Remove Duplicates from Sorted Array

Follow up for "Remove Duplicates": What if duplicates are allowed at most twice?

For example, Given sorted array nums = [1,1,1,2,2,3],

Your function should return length = 5, with the first five elements of nums being 1, 1, 2, 2 and 3. It doesn't matter what you leave beyond the new length.

Solution: Using selection sort with a flag

We use a flag to mark whether the duplicate has appeared twice, if so we can remove the new element.
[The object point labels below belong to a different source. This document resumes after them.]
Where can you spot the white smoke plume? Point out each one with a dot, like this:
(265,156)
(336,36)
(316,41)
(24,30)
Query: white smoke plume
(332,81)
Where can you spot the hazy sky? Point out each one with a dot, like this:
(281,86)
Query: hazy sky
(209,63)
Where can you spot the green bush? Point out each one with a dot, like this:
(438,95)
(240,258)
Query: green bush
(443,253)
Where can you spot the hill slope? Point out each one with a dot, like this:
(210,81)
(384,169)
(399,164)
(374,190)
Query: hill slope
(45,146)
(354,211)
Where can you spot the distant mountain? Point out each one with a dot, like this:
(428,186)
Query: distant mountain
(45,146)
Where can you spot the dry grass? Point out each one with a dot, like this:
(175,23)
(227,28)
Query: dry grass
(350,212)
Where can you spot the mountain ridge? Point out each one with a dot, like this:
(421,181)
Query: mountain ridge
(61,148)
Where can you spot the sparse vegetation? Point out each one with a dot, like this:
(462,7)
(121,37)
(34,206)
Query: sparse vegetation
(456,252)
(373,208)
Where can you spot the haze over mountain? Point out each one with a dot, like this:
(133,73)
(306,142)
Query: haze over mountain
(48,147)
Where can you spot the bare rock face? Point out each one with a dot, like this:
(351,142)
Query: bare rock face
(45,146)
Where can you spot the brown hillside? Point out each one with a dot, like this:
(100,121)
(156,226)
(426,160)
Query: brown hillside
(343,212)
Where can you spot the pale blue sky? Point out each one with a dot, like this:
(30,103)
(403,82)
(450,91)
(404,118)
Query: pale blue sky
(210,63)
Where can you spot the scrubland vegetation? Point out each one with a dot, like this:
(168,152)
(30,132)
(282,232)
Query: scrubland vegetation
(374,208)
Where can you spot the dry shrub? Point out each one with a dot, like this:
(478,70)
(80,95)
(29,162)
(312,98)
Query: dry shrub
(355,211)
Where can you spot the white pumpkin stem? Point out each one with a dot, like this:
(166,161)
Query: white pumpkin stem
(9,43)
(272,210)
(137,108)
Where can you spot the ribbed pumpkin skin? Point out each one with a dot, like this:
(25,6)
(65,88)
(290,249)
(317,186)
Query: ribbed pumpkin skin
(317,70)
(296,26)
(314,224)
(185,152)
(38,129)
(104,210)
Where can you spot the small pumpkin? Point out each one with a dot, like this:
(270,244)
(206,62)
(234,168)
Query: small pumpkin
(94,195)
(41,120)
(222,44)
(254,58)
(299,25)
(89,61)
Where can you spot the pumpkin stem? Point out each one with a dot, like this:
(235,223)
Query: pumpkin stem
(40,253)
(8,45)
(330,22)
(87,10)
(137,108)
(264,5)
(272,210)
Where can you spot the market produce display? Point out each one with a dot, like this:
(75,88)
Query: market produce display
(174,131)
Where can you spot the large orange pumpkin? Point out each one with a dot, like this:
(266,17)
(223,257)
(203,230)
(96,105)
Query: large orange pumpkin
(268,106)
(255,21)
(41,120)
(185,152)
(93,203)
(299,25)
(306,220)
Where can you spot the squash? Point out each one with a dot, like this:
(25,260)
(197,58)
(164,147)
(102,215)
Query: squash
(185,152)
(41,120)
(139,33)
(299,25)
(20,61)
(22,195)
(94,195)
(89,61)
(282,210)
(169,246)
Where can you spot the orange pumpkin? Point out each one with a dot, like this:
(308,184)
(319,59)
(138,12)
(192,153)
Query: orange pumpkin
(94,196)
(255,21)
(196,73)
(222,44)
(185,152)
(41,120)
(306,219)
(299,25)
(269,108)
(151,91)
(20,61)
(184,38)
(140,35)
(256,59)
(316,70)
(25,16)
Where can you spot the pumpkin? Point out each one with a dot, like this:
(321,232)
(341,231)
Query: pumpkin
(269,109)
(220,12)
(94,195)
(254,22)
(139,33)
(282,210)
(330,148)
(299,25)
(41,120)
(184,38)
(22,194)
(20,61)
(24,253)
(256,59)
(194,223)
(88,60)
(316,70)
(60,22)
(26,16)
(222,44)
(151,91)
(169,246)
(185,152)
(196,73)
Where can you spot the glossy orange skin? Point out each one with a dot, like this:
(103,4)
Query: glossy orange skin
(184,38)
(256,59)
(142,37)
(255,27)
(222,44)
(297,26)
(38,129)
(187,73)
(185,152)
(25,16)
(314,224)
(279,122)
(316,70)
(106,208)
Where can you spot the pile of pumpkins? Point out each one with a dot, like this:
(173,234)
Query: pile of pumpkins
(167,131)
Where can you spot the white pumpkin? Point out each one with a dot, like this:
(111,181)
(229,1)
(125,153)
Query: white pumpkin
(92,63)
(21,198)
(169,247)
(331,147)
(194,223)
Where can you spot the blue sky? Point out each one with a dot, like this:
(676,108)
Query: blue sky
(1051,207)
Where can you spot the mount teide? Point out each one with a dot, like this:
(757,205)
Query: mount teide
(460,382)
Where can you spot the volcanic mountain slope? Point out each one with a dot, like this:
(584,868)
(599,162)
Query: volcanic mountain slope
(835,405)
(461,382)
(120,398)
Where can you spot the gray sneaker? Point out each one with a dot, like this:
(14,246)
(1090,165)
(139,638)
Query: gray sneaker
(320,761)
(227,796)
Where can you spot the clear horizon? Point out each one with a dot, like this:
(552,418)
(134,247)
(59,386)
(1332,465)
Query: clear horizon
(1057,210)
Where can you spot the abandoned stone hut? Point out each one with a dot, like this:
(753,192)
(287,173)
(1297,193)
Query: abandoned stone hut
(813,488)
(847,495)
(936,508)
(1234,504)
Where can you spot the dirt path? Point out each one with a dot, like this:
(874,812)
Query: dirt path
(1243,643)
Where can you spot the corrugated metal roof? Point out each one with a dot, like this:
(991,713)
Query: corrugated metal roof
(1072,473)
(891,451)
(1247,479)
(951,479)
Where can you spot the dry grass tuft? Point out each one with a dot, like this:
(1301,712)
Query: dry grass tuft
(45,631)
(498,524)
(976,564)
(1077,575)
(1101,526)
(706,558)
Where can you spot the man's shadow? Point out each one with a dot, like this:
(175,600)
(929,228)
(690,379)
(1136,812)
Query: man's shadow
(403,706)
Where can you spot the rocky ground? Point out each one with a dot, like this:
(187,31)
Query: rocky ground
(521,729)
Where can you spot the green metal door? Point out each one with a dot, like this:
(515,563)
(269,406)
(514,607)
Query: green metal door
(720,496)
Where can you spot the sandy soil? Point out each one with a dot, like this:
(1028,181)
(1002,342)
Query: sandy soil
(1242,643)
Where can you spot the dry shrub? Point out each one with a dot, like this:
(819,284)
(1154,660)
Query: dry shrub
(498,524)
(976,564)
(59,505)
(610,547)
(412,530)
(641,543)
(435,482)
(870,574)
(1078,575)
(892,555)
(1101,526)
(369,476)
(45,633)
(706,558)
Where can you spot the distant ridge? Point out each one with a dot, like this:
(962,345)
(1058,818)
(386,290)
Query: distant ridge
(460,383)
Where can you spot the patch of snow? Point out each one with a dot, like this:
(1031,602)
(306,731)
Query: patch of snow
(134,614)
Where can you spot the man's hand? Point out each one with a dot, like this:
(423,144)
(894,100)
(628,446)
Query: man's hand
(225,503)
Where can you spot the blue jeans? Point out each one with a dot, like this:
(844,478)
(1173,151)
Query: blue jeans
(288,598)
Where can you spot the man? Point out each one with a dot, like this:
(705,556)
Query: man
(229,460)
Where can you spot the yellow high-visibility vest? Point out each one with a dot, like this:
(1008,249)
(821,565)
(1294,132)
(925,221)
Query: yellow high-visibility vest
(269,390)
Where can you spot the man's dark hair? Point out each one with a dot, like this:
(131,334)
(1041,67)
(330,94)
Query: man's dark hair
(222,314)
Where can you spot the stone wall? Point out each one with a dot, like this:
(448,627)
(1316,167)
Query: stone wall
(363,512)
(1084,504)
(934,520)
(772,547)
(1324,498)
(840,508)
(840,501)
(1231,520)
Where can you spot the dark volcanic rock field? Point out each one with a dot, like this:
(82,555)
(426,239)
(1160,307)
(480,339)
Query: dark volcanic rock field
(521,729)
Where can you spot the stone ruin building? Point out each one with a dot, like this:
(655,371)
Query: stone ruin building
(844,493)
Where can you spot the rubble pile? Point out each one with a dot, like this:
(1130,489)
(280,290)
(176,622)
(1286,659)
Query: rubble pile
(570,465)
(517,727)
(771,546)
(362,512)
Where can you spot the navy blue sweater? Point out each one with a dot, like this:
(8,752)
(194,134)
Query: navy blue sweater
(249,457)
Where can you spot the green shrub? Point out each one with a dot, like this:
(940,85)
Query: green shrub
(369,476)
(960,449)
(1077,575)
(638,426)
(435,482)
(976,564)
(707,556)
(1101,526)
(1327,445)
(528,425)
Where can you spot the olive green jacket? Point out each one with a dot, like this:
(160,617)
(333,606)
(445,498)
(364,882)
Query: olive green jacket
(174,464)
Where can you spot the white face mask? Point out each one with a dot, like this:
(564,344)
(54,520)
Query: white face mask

int removeDuplicates(vector<int>& nums) {
    if(nums.empty()) return 0;

    bool flag = false;
    int index = 0;
    for(int i=1; i<nums.size(); i++) {
        if(nums[index] < nums[i]) {
            index += 1;
            swap(nums[index], nums[i]);
            flag = false;
        } else if(!flag) {
            index += 1;
            swap(nums[index], nums[i]);
            flag = true;
        }
    }
    return index+1;
}

Solution: Using simple compare

We can just compare the element with the second last element, because the last two element might be the same. In this way, we can ensure that there won't be more than two duplicate.

int removeDuplicates(vector<int>& nums) {
    int index = 0;
    for(auto num: nums) {
        if(index < 2 || nums[index-2] < num) {
            nums[index++] = num;
        }
    }
    return index;
}